During the year under review the Company has achieved turnover of Rs.1.25 lacs on sales of product on trial run basis as compared to last year turnover Rs 107 lacs revenue came from its Wind Mill Division hence the result is not comparable. Company has reported profit after tax including deferred tax Rs.13.41 lacs as compared to Rs 417 lacs last year (which include the profit on sales of Wind Mill Division) hence not comparable. The Company has started setting up a new project for manufacturing Titanium Dioxide at Gujarat (for more Details please refer to future outlook).


Your Directors are pleased to report on-schedule progress in the new Project for production of both Anatase and Rutile grade of Titanium Dioxide (annual capacityof 15000 tons) at Dahej, Gujarat.
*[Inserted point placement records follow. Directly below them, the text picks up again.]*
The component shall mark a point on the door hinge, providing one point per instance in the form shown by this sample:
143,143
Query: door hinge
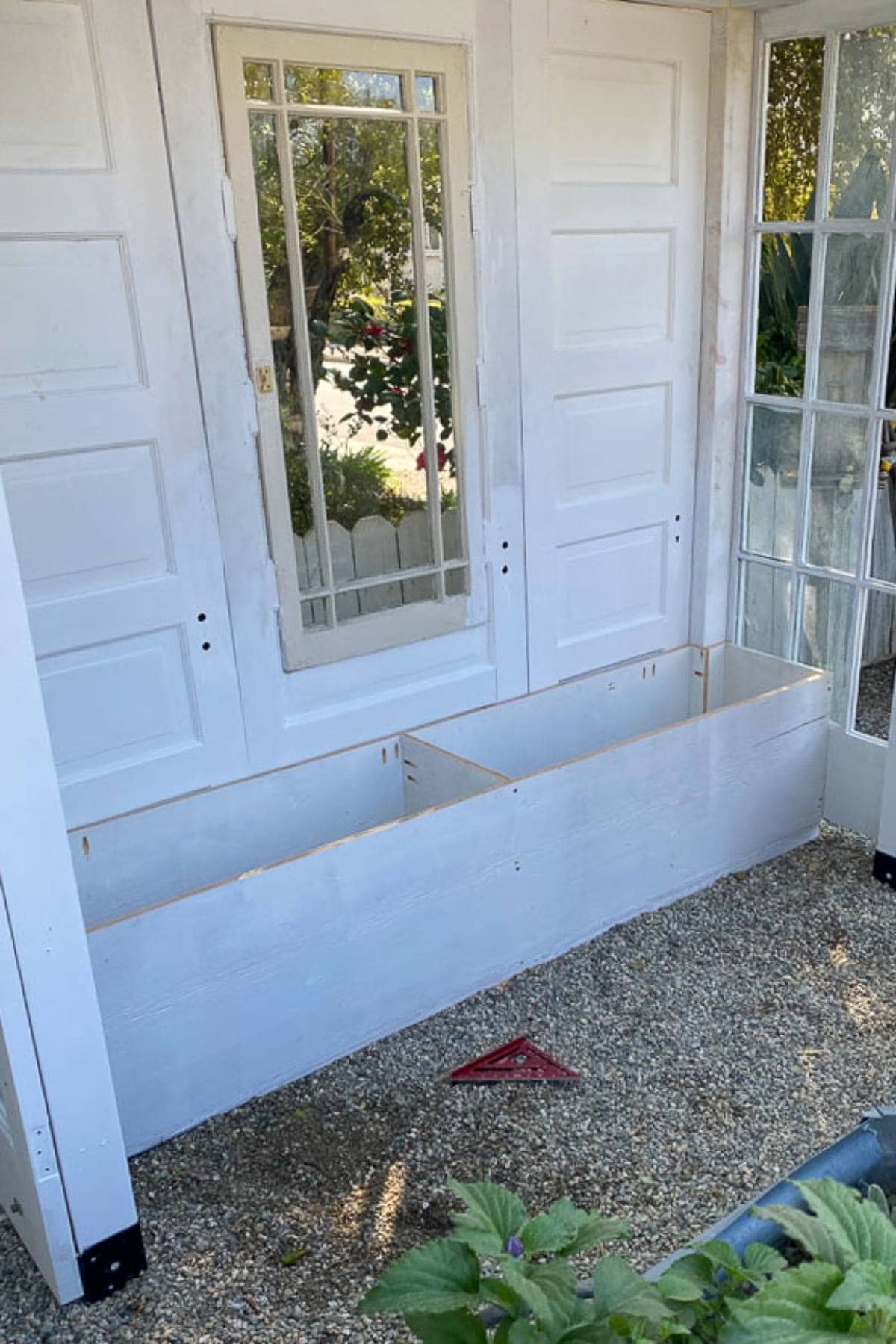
264,380
473,196
481,383
228,206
During the year under review, extensive progress has been made in civil and structural work and ordering and delivery of key equipments from most-reputed suppliers in each equipment category. Several of the imported equipments have also arrived at the Project site and are in various stages of erection along with electrical cabling and process piping.

The Company has obtained all relevant utility clearances with respect to availability of Water, Electricity and Natural Gas and other necessary regulatory clearances are in order.

The Project is on schedule for trial production and commissioning to commence within the second quarter of the 2017-18 financial year.


The Company has formulated risk management Policy which is well defining mechanism to identify, assess, monitorand mitigate various risks to key business objectives.

On continuous basis risks are indentify by the functional heads and which discussed at various Committee or group level including Audit Committee and Board of Directors and systematically address to mitigate risk.


The company has in place the adequate internal financial controls systems with reference to Financial Statements. During the year, such controls were tested and no reportable material weakness was observed.